Bab 81: Sudah Pasti

Tetanggaku adalah Kaisar Sejarah agung pun akhirnya menjadi abu. 2843kata 2026-03-04 07:53:35

Pasukan Keluarga Zhe tiba, bahkan membawa hadiah istimewa. Sebuah kotak mewah, di dalamnya tergeletak kepala Zhang Yuanhui yang mengerikan; matanya terbelalak, penuh amarah dan ketidakikhlasan, bahkan dari sorot matanya tampak dendam membara, menatap tajam ke depan!

Itu benar-benar Pasukan Keluarga Zhe! Begitu bergerak langsung membunuh Zhang Yuanhui, betapa kejamnya keluarga itu!

“Aku harus membunuh mereka!” Liu Chengjun terbakar amarah. Ia segera memerintahkan pasukannya menyerbu kota, bertaruh nyawa untuk merebut Linzhou. Begitu kota itu jatuh, ia akan langsung menyerang Fuzhou, ingin menghapuskan keluarga Zhe dari muka bumi!

Kemarahan membuat Liu Chengjun kehilangan akal. Namun saat itu, datang lagi kabar buruk: persediaan makanan dan logistik telah dibakar habis!

“Itu pasti ulah keluarga Zhe!” Tak perlu ditebak lagi, pasti mereka pelakunya.

Kini Liu Chengjun mulai ketakutan. Tidak heran jika Pasukan Keluarga Zhe terkenal bengis dan tangguh, mereka memang luar biasa!

Kehilangan seorang jenderal utama, logistik musnah, terperangkap di barat Sungai Kuning tanpa jalan mundur... Bahkan jenderal paling cerdas pun pasti akan merasa putus asa dalam keadaan ini.

Mundur! Pikiran itu terlintas di benak Liu Chengjun, namun ia segera menggeleng.

Tidak boleh mundur, Yang Jiye si bocah itu telah berkhianat pada ayah dan anak, dia harus mati! Tak boleh membiarkan anak durhaka itu lolos!

“Serbu kota! Serbu dengan segenap tenaga!” Liu Chengjun mengawasi langsung pasukannya, mengirim tentara-tentara paling gagah dan pemberani ke garis depan, berusaha menaklukkan Linzhou secepat mungkin, berharap bisa membalikkan keadaan.

Dengan pedang di tangan, ia terus menebas prajurit yang mundur, memaksa mereka maju. Gelombang demi gelombang, seperti air pasang, menyerbu ke atas benteng. Mayat menumpuk jadi bukit, darah mengalir bagai sungai, namun Liu Chengjun seolah tak mendengar apa-apa.

Tinggal sedikit lagi, Linzhou akan jatuh! Tak lama lagi!

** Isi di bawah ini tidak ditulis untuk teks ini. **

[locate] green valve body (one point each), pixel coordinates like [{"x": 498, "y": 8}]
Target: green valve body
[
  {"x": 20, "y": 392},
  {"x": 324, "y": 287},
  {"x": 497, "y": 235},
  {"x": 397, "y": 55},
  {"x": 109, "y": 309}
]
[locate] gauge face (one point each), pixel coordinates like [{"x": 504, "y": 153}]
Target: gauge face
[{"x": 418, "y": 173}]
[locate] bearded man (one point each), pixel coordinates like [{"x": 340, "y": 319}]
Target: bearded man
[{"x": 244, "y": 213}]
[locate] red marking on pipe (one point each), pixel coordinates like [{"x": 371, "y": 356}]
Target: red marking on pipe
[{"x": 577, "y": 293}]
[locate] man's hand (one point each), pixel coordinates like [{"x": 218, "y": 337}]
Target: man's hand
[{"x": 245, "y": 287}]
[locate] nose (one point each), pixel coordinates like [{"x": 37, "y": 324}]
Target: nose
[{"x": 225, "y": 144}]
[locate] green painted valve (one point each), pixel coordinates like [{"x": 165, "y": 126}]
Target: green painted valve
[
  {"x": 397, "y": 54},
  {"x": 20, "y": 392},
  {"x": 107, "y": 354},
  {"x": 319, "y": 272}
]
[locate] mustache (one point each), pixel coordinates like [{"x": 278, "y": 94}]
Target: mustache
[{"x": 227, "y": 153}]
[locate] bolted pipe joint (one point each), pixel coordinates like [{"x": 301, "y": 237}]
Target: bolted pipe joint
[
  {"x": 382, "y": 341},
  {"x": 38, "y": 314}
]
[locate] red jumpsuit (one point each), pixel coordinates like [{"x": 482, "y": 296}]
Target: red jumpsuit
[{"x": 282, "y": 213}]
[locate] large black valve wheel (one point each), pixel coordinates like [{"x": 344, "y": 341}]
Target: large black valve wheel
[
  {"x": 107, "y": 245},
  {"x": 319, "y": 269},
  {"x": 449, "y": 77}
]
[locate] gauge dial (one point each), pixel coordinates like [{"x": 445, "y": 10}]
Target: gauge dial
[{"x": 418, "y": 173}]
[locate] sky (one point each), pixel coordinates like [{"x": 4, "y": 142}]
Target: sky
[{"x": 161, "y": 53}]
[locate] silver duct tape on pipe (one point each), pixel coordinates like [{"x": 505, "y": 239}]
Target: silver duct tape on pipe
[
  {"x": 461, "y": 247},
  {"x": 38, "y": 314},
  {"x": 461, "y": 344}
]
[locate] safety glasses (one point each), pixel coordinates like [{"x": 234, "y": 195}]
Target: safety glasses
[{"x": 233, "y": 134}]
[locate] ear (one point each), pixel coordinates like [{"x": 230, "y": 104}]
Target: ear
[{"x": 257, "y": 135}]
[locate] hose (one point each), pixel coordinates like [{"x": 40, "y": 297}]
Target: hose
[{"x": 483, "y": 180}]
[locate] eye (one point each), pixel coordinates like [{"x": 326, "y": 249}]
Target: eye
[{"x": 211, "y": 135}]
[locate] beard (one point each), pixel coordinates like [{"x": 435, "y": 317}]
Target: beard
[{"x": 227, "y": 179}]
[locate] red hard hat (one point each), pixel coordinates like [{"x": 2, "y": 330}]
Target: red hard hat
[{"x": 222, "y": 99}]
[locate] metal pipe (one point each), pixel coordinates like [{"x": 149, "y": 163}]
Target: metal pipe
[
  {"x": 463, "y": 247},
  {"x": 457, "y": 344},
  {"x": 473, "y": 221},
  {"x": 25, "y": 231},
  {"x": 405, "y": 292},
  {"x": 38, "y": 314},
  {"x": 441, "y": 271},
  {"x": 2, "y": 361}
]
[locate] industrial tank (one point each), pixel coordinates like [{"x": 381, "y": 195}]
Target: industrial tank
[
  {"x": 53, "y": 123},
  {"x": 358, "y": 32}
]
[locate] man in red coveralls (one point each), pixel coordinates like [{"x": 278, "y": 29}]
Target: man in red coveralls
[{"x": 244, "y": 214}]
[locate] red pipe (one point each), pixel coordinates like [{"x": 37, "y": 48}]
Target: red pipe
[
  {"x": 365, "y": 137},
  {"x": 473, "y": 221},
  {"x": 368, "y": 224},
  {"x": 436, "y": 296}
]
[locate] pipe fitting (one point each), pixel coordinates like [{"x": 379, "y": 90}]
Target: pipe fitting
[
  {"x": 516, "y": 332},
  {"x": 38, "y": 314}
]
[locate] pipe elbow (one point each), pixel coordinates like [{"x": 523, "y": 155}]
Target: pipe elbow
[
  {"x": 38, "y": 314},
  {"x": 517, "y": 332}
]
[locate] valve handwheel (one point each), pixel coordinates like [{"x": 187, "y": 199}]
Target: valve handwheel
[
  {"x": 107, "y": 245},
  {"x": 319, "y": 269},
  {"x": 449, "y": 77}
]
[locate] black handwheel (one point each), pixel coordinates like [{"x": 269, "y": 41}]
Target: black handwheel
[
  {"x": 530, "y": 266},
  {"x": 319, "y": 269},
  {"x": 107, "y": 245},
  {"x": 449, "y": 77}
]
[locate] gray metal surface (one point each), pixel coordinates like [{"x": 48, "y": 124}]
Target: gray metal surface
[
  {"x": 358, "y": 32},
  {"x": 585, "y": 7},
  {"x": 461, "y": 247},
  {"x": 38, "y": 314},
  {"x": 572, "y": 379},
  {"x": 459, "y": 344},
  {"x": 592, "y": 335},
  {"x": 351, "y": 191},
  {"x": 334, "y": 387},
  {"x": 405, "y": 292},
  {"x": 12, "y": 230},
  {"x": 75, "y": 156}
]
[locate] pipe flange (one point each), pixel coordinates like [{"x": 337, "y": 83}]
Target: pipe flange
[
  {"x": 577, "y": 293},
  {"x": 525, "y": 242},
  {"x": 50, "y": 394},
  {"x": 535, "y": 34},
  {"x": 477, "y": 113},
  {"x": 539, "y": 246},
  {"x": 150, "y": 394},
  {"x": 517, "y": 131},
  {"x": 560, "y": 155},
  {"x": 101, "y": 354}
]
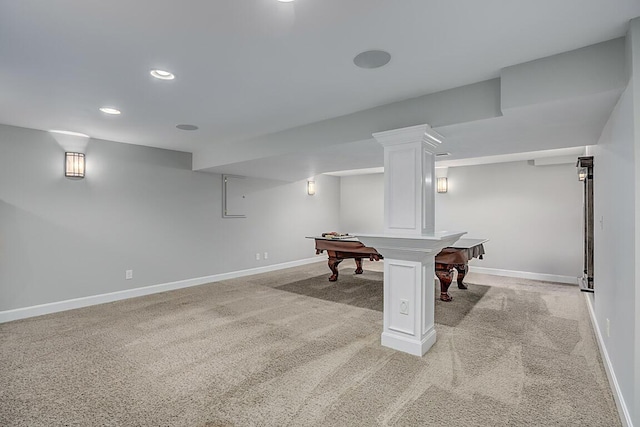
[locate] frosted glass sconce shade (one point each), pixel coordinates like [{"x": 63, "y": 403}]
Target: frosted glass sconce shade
[
  {"x": 74, "y": 165},
  {"x": 311, "y": 188},
  {"x": 442, "y": 185}
]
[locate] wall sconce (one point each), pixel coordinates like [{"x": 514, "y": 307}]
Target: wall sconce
[
  {"x": 585, "y": 168},
  {"x": 74, "y": 165},
  {"x": 582, "y": 174},
  {"x": 442, "y": 186},
  {"x": 311, "y": 188}
]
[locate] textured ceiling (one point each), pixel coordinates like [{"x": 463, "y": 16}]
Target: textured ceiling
[{"x": 254, "y": 67}]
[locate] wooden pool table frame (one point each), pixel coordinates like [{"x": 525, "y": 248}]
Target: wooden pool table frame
[{"x": 455, "y": 257}]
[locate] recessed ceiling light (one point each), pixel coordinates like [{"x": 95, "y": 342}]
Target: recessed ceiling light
[
  {"x": 162, "y": 75},
  {"x": 68, "y": 132},
  {"x": 187, "y": 127},
  {"x": 109, "y": 110},
  {"x": 372, "y": 59}
]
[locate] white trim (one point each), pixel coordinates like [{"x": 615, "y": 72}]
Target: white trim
[
  {"x": 623, "y": 412},
  {"x": 54, "y": 307},
  {"x": 525, "y": 275}
]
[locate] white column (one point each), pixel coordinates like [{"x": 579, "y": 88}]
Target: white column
[{"x": 409, "y": 243}]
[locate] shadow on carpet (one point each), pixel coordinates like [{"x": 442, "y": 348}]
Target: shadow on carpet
[{"x": 366, "y": 290}]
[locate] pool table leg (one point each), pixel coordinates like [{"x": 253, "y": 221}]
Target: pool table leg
[
  {"x": 359, "y": 266},
  {"x": 445, "y": 277},
  {"x": 333, "y": 266},
  {"x": 462, "y": 271}
]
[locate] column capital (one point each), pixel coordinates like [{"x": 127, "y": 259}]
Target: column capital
[{"x": 412, "y": 134}]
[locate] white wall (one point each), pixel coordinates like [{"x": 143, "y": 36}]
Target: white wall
[
  {"x": 531, "y": 214},
  {"x": 138, "y": 208}
]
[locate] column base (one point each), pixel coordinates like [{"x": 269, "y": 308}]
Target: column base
[{"x": 408, "y": 344}]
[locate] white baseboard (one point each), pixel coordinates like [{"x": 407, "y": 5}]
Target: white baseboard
[
  {"x": 54, "y": 307},
  {"x": 623, "y": 411},
  {"x": 525, "y": 275}
]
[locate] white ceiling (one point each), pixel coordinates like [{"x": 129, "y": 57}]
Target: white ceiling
[{"x": 246, "y": 68}]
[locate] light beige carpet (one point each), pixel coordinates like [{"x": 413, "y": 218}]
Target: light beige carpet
[{"x": 263, "y": 351}]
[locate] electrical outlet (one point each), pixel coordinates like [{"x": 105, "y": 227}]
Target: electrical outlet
[{"x": 404, "y": 306}]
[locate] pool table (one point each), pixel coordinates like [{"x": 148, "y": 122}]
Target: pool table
[{"x": 456, "y": 257}]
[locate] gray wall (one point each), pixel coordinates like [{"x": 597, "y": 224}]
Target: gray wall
[
  {"x": 362, "y": 203},
  {"x": 138, "y": 208},
  {"x": 617, "y": 239},
  {"x": 531, "y": 214}
]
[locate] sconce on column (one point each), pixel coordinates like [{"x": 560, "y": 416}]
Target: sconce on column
[
  {"x": 74, "y": 165},
  {"x": 442, "y": 186},
  {"x": 311, "y": 187}
]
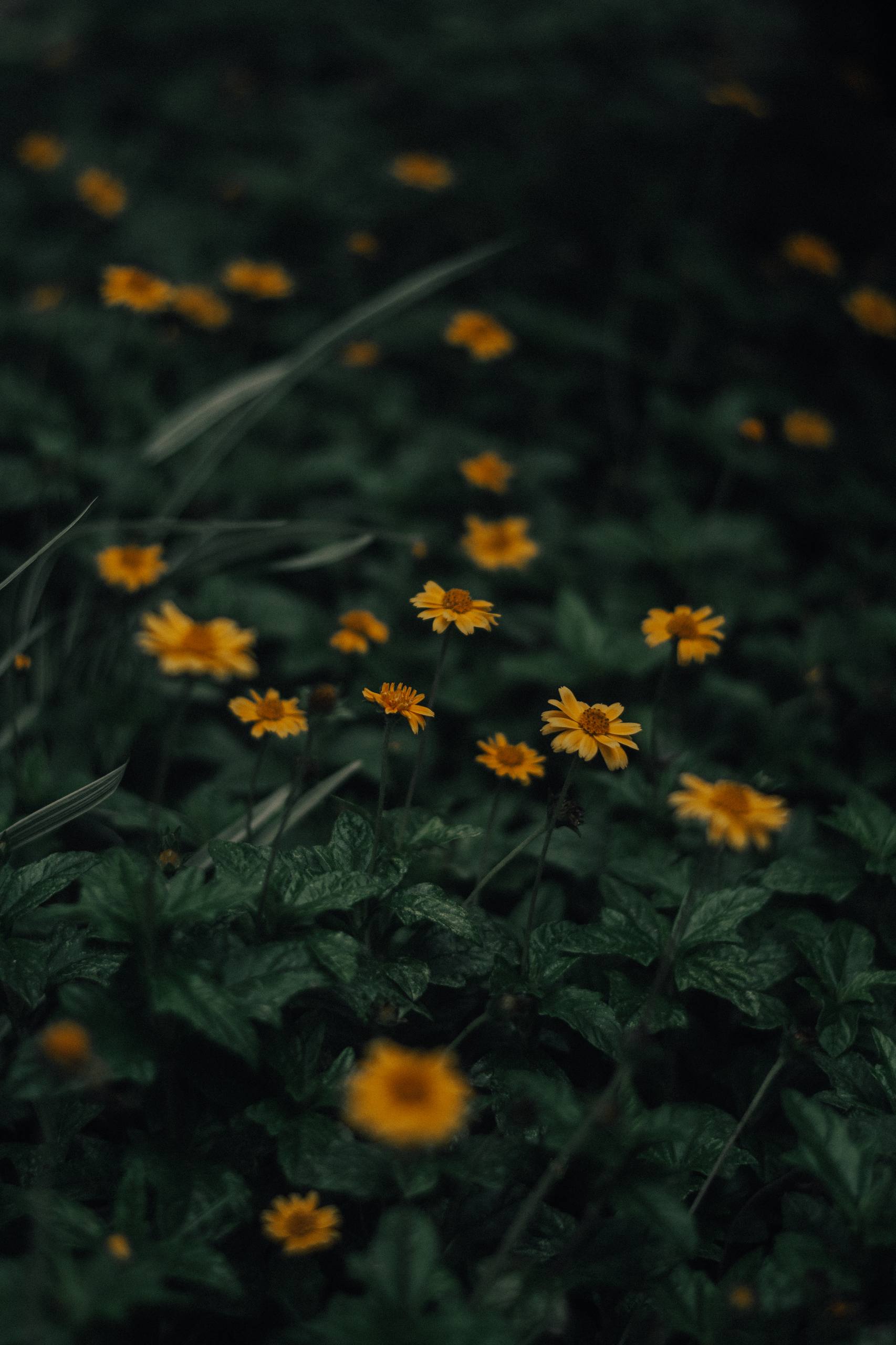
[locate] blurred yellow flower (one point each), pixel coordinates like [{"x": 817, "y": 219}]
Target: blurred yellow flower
[
  {"x": 735, "y": 814},
  {"x": 516, "y": 760},
  {"x": 697, "y": 633},
  {"x": 489, "y": 471},
  {"x": 407, "y": 1098},
  {"x": 218, "y": 649},
  {"x": 269, "y": 713},
  {"x": 872, "y": 310},
  {"x": 447, "y": 607},
  {"x": 590, "y": 729},
  {"x": 502, "y": 545}
]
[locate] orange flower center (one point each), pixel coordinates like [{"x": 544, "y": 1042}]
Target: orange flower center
[
  {"x": 595, "y": 723},
  {"x": 458, "y": 601}
]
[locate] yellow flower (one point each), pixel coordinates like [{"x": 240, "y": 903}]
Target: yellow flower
[
  {"x": 302, "y": 1223},
  {"x": 39, "y": 151},
  {"x": 502, "y": 545},
  {"x": 407, "y": 1098},
  {"x": 735, "y": 814},
  {"x": 269, "y": 713},
  {"x": 131, "y": 567},
  {"x": 872, "y": 310},
  {"x": 489, "y": 471},
  {"x": 201, "y": 306},
  {"x": 808, "y": 429},
  {"x": 697, "y": 633},
  {"x": 358, "y": 354},
  {"x": 518, "y": 760},
  {"x": 483, "y": 337},
  {"x": 424, "y": 171},
  {"x": 358, "y": 628},
  {"x": 135, "y": 288},
  {"x": 444, "y": 607},
  {"x": 197, "y": 647},
  {"x": 259, "y": 279},
  {"x": 588, "y": 729},
  {"x": 811, "y": 253},
  {"x": 401, "y": 700},
  {"x": 101, "y": 193}
]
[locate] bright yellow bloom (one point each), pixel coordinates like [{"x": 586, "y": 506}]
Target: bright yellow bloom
[
  {"x": 697, "y": 633},
  {"x": 302, "y": 1223},
  {"x": 201, "y": 307},
  {"x": 401, "y": 700},
  {"x": 808, "y": 429},
  {"x": 407, "y": 1098},
  {"x": 269, "y": 713},
  {"x": 358, "y": 628},
  {"x": 259, "y": 279},
  {"x": 39, "y": 151},
  {"x": 811, "y": 253},
  {"x": 502, "y": 545},
  {"x": 444, "y": 607},
  {"x": 588, "y": 729},
  {"x": 424, "y": 171},
  {"x": 489, "y": 471},
  {"x": 517, "y": 760},
  {"x": 131, "y": 567},
  {"x": 872, "y": 310},
  {"x": 483, "y": 337},
  {"x": 197, "y": 647},
  {"x": 735, "y": 814},
  {"x": 135, "y": 288},
  {"x": 101, "y": 193}
]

Ia terus-menerus meneguhkan diri, meyakinkan dirinya sendiri dengan cara nyaris seperti hipnosis. Namun pertahanan di dalam kota jauh lebih gigih dari perkiraannya. Yang Xin bersama dua putranya sendiri naik ke atas tembok, bertempur mati-matian tanpa mundur, berulang kali menggagalkan serangan pasukan Bei Han.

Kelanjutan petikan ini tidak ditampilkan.